Cash also made earlier comments against including a provision in the bill that allows ‘exceptions’ for women who are victims of rape or incest to access abortions. Cash’s Republican colleague, Mia McLeod, was so offended by those remarks that she stood and revealed that she herself was a victim of sexual assault, and she found that “it’s this bill that mocks God by taking away our rights, our liberties, our freedoms and our choices.”

Although the ‘exception’ was added, McLeod ultimately voted against the proposal, the only Republican that did so. The GOP-majority chamber passed it anyway.

This isn’t Cash’s first time standing against LGBTQ equality. Since 2014, he has campaigned proudly against marriage equality, writing on his website that “God designed men and women for a unique type of companionship in marriage, which naturally results in children… I will actively oppose those that undermine it.”

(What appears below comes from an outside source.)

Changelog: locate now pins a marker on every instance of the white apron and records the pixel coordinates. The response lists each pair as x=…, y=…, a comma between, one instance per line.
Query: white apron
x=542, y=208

Cash previously ran against Lindsey Graham in the 2014 primaries for his U.S. Senate seat. Cash came in third, and the incumbent Graham won and retained his seat. He won the election for his state senate seat in 2016, and easily earned reelection this past fall.

The abortion law’s passing comes just days after the Human Rights Campaign (HRC) once again ranked South Carolina as one of the states with the least LGBTQ-friendly laws in the United States. They deemed the state a high priority to achieve basic equality.

HRC found that South Carolina doesn’t have protections against discrimination in housing, employment, or public accommodations, based on sexual orientation and gender identity. There are no statewide hate crimes statutes based on sexual orientation and gender identity, measures against harassment and/or bullying of students based on sexual orientation and gender identity, and zero measures to restrict so-called “conversion therapy.”

Trans South Carolinians further have zero protected transgender-inclusive health benefits when working for the state and cannot update their gender on driver’s licenses or birth certificates.

The Movement Advancement Project (MAP) has found that only 14 percent of South Carolina has any kind of protections for LGBTQ people. They rank the state with an overall negative MAP rating for transgender rights, and a near-zero overall MAP rating for LGBTQ people.